Zo kunt u een host toevoegen of bewerken:

  1. Kies Bestand > Hosts > Hosts tonen.

  2. Voer een van de volgende handelingen uit:

    • Als u een favoriete host wilt toevoegen die niet in de lijst met lokale hosts voorkomt, klikt u op Knop Host toevoegen naast het zoekvak voor hosts.

    • Als u een favoriete host wilt bewerken, dubbelklikt u op de hostnaam in de lijst met favoriete hosts. (Of klik rechts op de hostnaam en kies Favoriet bewerken.)

  3. In het geopende dialoogvenster voert u bij Internetadres van host het IP-adres of de domeinnaam van de host in.

    • Gebruik voor domeinnamen de structuur host.domain.com

    • Voer IP-adressen in de volgende opmaken in:
      IPv4: 192.168.10.0
      IPv6: [2001:0DB8:85A3:08D3:1319:8A2E:0370:7334]

  4. (optioneel) Typ bij Naam van favoriete host een naam voor de host.

    Als u geen naam invoert, wordt alleen het internetadres van de host weergegeven in het dialoogvenster Hosts.

Opmerkingen 

  • Voor het toevoegen van een lokale host als favoriet of het verwijderen van een favoriete host, raadpleegt u Werken met favoriete bestanden en hosts.

  • Om te wijzigen hoe bestanden worden weergegeven in het dialoogvenster ‘Hosts’ of het venster ‘Mijn apps’, klikt u op Knop Lijst of Knop Tegels.

  • Wanneer u een gehost bestand opent, ziet u mogelijk een hangslotpictogram dat het beveiligingsniveau van de verbinding met de host aangeeft.
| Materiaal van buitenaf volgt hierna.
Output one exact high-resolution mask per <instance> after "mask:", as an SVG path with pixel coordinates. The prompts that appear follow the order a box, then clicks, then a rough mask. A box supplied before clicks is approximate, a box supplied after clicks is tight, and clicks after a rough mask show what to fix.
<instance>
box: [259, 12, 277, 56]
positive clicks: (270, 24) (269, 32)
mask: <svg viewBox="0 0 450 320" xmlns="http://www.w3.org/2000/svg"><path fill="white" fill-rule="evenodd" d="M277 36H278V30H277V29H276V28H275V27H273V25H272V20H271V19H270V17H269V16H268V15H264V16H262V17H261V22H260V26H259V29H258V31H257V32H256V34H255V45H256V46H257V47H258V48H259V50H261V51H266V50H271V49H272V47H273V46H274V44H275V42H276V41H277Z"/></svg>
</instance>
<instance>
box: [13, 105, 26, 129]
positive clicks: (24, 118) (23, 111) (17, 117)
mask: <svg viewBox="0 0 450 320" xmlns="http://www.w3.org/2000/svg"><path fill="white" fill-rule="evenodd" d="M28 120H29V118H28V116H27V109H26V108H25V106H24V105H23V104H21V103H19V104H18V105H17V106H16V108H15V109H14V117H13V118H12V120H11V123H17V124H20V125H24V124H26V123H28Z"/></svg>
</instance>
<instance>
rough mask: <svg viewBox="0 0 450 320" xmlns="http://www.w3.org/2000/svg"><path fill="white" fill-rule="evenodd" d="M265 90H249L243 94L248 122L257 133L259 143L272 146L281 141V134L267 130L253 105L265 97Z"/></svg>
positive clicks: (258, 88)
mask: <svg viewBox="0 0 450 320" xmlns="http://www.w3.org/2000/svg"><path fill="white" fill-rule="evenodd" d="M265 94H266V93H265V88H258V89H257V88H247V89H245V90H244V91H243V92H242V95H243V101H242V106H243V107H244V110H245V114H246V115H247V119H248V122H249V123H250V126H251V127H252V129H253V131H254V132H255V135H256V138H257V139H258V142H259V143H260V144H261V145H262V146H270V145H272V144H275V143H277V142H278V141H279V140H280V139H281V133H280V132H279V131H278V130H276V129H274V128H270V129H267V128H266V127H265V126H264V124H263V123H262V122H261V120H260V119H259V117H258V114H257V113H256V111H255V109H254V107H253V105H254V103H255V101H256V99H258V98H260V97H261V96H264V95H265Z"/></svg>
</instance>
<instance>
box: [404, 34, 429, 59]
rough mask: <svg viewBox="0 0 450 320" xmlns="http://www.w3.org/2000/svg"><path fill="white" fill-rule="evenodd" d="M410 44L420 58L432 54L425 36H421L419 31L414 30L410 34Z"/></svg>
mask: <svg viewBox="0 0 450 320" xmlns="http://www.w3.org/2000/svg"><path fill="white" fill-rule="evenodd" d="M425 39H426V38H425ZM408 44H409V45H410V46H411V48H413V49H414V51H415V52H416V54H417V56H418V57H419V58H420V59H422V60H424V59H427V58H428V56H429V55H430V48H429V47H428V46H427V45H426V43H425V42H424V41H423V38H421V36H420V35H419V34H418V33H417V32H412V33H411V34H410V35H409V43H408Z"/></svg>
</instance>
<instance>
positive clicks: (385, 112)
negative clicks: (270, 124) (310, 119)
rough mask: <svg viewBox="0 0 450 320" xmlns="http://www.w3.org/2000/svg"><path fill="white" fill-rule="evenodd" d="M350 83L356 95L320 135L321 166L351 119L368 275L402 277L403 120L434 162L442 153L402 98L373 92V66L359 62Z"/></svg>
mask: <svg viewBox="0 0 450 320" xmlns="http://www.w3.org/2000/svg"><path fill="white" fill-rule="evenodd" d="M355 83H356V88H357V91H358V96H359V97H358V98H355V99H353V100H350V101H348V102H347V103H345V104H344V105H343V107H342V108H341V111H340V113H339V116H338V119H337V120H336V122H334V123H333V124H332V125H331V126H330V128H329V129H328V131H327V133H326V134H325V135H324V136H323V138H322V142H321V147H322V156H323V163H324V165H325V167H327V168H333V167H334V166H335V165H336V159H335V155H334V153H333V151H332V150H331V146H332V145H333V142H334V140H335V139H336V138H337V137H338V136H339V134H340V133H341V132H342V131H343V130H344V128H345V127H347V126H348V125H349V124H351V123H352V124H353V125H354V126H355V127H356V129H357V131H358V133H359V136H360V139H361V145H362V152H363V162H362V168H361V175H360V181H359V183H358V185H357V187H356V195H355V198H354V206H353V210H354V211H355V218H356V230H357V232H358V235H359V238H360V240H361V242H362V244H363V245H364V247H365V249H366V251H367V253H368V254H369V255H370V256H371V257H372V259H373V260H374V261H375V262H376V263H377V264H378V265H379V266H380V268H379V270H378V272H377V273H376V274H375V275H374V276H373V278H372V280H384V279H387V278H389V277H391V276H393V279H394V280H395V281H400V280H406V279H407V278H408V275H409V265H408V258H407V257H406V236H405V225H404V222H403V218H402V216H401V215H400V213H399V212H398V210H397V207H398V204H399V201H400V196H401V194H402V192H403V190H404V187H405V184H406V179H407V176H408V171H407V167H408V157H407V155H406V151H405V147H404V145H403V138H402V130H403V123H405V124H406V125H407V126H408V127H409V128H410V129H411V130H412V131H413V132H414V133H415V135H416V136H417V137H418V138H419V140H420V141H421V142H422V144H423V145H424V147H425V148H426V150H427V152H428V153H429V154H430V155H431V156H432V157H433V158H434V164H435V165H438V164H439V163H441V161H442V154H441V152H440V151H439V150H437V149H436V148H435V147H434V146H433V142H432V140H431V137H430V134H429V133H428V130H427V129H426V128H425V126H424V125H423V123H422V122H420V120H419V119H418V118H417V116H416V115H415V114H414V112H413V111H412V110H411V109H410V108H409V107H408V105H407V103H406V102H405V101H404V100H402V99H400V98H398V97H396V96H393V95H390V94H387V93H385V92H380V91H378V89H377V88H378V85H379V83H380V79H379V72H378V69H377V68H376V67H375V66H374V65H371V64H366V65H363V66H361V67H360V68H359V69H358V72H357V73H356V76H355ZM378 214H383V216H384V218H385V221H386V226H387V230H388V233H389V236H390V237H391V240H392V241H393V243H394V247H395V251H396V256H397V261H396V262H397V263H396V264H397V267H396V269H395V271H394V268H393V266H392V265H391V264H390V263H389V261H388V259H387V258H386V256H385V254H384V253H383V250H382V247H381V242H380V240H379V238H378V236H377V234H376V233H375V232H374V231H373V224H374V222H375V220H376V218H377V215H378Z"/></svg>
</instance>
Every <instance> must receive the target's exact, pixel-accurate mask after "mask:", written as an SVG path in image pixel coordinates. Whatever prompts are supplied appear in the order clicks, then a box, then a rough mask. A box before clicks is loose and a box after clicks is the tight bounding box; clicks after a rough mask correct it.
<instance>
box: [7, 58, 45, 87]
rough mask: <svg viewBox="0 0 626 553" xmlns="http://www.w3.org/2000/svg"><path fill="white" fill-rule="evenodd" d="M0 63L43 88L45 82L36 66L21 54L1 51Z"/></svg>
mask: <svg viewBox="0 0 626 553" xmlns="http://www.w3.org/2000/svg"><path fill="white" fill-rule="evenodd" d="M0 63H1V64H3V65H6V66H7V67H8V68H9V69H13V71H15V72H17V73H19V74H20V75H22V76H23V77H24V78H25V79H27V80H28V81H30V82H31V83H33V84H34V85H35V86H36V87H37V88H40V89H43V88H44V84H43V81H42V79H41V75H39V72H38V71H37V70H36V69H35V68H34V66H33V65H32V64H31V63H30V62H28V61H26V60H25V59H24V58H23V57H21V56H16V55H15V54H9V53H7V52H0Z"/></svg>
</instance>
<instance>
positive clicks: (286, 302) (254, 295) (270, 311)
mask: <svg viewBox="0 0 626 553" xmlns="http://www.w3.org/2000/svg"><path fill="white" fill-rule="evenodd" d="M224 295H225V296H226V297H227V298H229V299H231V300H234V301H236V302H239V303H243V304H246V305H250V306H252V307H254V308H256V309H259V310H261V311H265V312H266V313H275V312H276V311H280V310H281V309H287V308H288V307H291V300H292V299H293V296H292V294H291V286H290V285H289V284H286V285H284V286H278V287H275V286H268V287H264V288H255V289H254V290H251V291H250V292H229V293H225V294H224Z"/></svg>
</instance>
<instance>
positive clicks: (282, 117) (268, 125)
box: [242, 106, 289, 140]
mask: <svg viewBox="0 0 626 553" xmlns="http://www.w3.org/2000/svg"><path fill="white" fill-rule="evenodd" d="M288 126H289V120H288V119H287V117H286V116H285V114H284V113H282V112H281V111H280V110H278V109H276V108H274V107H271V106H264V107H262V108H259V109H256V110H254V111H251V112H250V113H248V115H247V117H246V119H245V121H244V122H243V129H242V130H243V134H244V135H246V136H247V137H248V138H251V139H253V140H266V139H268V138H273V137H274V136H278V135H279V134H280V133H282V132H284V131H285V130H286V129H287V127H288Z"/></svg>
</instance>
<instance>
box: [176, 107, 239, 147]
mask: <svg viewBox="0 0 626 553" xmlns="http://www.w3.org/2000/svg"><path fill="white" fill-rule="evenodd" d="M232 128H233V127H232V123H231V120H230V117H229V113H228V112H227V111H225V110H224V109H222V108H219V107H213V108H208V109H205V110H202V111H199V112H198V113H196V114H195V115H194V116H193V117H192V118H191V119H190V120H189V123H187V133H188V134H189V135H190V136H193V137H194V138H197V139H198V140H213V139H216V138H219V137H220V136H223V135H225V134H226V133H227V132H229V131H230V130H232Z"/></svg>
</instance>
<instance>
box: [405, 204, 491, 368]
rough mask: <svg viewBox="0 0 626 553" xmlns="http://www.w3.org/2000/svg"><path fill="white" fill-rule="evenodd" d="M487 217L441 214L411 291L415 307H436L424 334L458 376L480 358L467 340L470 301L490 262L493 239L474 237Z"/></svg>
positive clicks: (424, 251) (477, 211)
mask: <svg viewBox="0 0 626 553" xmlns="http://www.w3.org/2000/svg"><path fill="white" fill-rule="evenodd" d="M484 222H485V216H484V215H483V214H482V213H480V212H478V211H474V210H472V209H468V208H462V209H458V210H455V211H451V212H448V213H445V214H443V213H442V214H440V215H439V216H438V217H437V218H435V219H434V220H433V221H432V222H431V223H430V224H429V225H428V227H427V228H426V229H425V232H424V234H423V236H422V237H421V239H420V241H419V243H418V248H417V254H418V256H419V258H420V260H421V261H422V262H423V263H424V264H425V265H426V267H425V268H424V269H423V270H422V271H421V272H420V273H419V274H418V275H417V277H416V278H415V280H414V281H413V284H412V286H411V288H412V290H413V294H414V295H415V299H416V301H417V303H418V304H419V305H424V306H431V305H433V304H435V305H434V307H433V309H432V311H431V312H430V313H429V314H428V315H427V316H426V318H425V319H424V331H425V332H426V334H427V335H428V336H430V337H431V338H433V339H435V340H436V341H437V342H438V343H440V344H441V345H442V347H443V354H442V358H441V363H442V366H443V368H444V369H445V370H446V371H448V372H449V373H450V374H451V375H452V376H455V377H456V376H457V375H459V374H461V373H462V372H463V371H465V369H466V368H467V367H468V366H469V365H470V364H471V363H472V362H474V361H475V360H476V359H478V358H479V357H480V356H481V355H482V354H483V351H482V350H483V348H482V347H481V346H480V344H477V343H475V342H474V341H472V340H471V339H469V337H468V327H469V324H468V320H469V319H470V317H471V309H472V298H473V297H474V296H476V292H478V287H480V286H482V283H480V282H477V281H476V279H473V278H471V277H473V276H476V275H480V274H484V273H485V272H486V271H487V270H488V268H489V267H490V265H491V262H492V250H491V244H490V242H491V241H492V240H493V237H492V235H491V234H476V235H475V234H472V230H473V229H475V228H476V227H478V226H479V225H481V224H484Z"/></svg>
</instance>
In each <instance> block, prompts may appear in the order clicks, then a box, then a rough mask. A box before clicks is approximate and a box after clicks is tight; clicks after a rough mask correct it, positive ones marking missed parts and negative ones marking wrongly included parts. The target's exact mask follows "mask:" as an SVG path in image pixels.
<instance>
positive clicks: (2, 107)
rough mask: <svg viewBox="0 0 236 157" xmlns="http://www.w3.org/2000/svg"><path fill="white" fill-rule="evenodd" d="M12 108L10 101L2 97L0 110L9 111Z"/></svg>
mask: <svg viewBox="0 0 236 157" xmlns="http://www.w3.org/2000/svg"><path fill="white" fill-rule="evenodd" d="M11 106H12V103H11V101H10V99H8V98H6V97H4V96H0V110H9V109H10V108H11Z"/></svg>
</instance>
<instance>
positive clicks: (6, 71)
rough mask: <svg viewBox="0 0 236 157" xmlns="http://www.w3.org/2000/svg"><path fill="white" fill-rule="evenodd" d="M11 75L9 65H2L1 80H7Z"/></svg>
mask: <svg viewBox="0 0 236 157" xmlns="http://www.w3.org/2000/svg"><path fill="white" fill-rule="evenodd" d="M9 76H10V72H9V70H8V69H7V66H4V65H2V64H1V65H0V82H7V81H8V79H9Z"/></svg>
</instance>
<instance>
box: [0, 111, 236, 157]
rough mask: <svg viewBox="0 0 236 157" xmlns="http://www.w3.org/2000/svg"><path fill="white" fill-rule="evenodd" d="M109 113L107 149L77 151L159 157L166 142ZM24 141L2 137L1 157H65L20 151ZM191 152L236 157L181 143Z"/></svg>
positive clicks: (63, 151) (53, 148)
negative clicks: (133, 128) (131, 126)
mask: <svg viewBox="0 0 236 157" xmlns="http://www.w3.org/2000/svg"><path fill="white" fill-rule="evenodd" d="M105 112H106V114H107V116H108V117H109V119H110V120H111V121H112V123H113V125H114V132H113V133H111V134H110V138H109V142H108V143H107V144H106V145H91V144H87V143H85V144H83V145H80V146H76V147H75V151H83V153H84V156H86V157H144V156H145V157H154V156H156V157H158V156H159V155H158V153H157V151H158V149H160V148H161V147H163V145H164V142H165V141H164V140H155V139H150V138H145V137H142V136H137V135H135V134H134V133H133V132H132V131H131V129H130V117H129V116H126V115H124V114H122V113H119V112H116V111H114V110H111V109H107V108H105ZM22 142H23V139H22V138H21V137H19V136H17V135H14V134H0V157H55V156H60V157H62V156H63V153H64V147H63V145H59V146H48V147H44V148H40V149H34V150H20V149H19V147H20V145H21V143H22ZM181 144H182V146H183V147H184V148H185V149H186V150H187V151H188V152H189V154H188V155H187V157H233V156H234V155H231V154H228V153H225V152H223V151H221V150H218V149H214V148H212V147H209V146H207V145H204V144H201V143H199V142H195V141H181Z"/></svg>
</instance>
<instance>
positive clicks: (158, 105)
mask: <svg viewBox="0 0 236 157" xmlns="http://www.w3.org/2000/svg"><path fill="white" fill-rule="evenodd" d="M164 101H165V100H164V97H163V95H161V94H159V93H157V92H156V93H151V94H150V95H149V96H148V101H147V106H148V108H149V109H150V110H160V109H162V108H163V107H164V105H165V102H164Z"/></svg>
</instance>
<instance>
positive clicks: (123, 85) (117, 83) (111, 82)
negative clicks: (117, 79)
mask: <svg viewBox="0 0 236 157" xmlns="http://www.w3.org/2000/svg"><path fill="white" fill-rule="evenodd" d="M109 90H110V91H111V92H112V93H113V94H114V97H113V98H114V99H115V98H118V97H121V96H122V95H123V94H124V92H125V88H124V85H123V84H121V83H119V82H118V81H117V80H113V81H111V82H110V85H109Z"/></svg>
Raadpleeg Hangsloten van beveiliging.

  • Wanneer u een gedeeld bestand opent dat een Apple-account of een OAuth-identiteitsprovider voor verificatie gebruikt, gebruikt u de volledig gekwalificeerde domeinnaam van de host (bijvoorbeeld host.domain.com).

  • U kunt een eigen pictogram kiezen om een bestand voor te stellen. Raadpleeg Bestandsopties instellen.